1) The a*b and c-c' problem I am aware. But I thought when standardizing both to the same scale they would be equal again (MacKinnon / Dwyer 1993)? Is this not true any longer? Could you please give a literature hint.
2) For the calculation: I am reading your 2011 paper "Applications of causally defined direct ..." . On the buttom of page 25 you state that " a latent mediator approach using logistic regression is not yet available in Mplus" <--> My X and M are latent constructs, y is a binary single variable --> Does this affect my calculations so that I have to switch to probit?
3) Could you please give a reference for the staandardization you describe?
MacKinnon, D.P., Lockwood, C.M., Brown, C.H., Wang, W., & Hoffman, J.M. (2007). The intermediate endpoint effect in logistic and probit regression. Clinical Trials, 4, 499-513.
which is on our web site. Also look at the Imai and Vanderweele references in my paper.
2) I was not talking about a latent variable construct, but the case of an observed categorical variable m. The question was if the observed categorical m or the latent response variable m* behind m was the mediator of interest.
3)I don't know about a reference - it simply uses first principles for standardization where you always divide by the DV's SD and multiply by the IVs SD. The DV is y and the IV is x in an x-m-y mediation model.
Mplus does not yet offer bootstrap when numerical integration is needed. You can use Bayes if you are worried about non-normality of the a*b product.
I am using a two part model in mplus as my data show a high number of zero’s.

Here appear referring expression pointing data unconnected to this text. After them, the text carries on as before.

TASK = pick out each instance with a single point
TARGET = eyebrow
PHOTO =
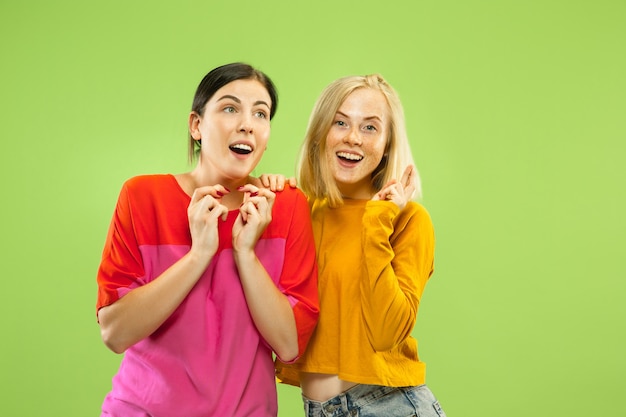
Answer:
(366, 118)
(235, 99)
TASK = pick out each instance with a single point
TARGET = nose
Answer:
(353, 137)
(245, 124)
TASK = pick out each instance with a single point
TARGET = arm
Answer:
(398, 257)
(142, 310)
(270, 309)
(285, 313)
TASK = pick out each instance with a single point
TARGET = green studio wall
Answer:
(515, 111)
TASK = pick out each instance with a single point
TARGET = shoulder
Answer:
(290, 197)
(140, 182)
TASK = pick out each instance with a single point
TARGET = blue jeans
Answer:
(377, 401)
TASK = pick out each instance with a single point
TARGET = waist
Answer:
(322, 387)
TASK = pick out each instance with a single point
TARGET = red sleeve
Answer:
(298, 280)
(121, 266)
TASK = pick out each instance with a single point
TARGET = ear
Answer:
(194, 125)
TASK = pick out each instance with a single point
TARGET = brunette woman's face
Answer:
(234, 129)
(357, 140)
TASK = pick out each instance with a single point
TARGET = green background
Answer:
(516, 113)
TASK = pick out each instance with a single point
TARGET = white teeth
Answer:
(242, 147)
(349, 156)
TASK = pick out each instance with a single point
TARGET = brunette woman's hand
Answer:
(276, 182)
(203, 212)
(399, 192)
(255, 214)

Focussing at the quantitative part: the zero in the binary part are missings in the quantitative part. In this quantitative part I specified a latent factor. As I use FIML the missings process will take information from the information in distributions from the data.
I am concerned, these missing are not like missing data from a questionnaire – they have a meaning. So is FIML imputing the right way. But otherwise the deleting of missing cases will reduce the dataset to zero cases.
Can you give some comments on this issue please. Thanks a lot
The missing on the continuous part due to the binary part being zero is not missingness of the regular kind, but simply a way to arrange the data in order to obtain the likelihood of the model in line with what is described in the Olsen-Schafer (2001) JASA paper that originated two-part growth modeling. They don't use the data arrangement that Mplus uses, but the two approaches have the same likelihood.
On top of this "structural" missingness you can have missing on the continuous variables even when the binary part is one. That kind of missingness is handled via "FIML" under MAR as usual.
Note that two-part modeling is different from ZIP modeling. The latter is a special 2-class model, whereas the former is not. Note also that two-part modeling with counts also has the name hurdle modeling often used in the literature. Mplus can handle ZIP and hurdle models.
Note also the interesting discussion in Olsen-Schafer (2001) at the top of the right-most column of page 742. This concerns counterfactuals and the expected response on the continuous variable with different values of the binary variable.
So my interpretation is: there is no bias from the structural zeros in the continuous part, because the structural zero information ist left out in calculating the likelihood.
Put this to practice: it is not like estimating the model just without the cases with the structural zeros.
If I have 413 cases total, around 70% structural zeros mixed around in six y indicators of a latent variable eta, then the relationship beta between ksi and eta is based on the 30% remaining information in y connected to a) all information of 413 cases in ksi b) only that ksi cases which have an corresponding y (this I think is not the case) c) ... - and there my understanding stops.
Is it also correct to say that there is not so much information left to calculate that beta.